Suara Sasuke menghilang. Mendadak Sakura merasa sangat bersalah karena telah menuduhnya macam-macam.

"Sasuke…"

Sasuke menoleh.

"Maafkan aku, ku-kukira…"

Sasuke mendekati Sakura. "Hei, kenapa kau merasa bersalah, Sakura? Seharusnya aku yang meminta maaf kepadamu karena pergi tanpa kabar. Kau pasti bingung, kan, waktu itu? Kau pasti curiga kepadaku, Sakura. Aku tahu, ini semua salahku."

"Tapi, bagaimana dengan ibumu? Dia juga tahu?"

"Ibuku malah lebih dulu di sana. Waktu itu dia sedang berada di rumah kakakku. Kau tahulah, ibuku jika sudah rindu dengan kakak, pasti akan berkunjung."

Sakura menjadi salah tingkah. "Tapi kenapa aku tidak diberitahu?"

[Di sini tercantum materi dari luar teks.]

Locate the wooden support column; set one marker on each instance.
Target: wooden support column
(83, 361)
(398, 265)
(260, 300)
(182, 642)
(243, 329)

"Entahlah, kupikir aku tidak sanggup menceritakan kepadamu, Sakura. Bahkan teman-temanku di kantor belum tahu jika kakakku meninggal." Sasuke tersenyum masam.

"Aku tahu ini telat, tapi aku turut berduka, Sasuke," ucap Sakura dengan susah payah.

Keadaan hening selama beberapa saat.

"Sakura?"

"Ya?"

"Maafkan aku jika selama ini aku pernah berbuat salah kepadamu."

"Tapi jika ada apa-apa lagi, cepat beritahu aku. Jangan memendam semuanya sendiri. Kau bisa bersandar di bahuku jika sedang butuh sandaran. Aku adalah istrimu, Sayang."

Mendengar kata "Sayang", rona wajah Sasuke menjadi lebih cerah. Dia kemudian mendekati wajah Sakura. Hanya memberi jarak 10 sentimeter dari wajahnya.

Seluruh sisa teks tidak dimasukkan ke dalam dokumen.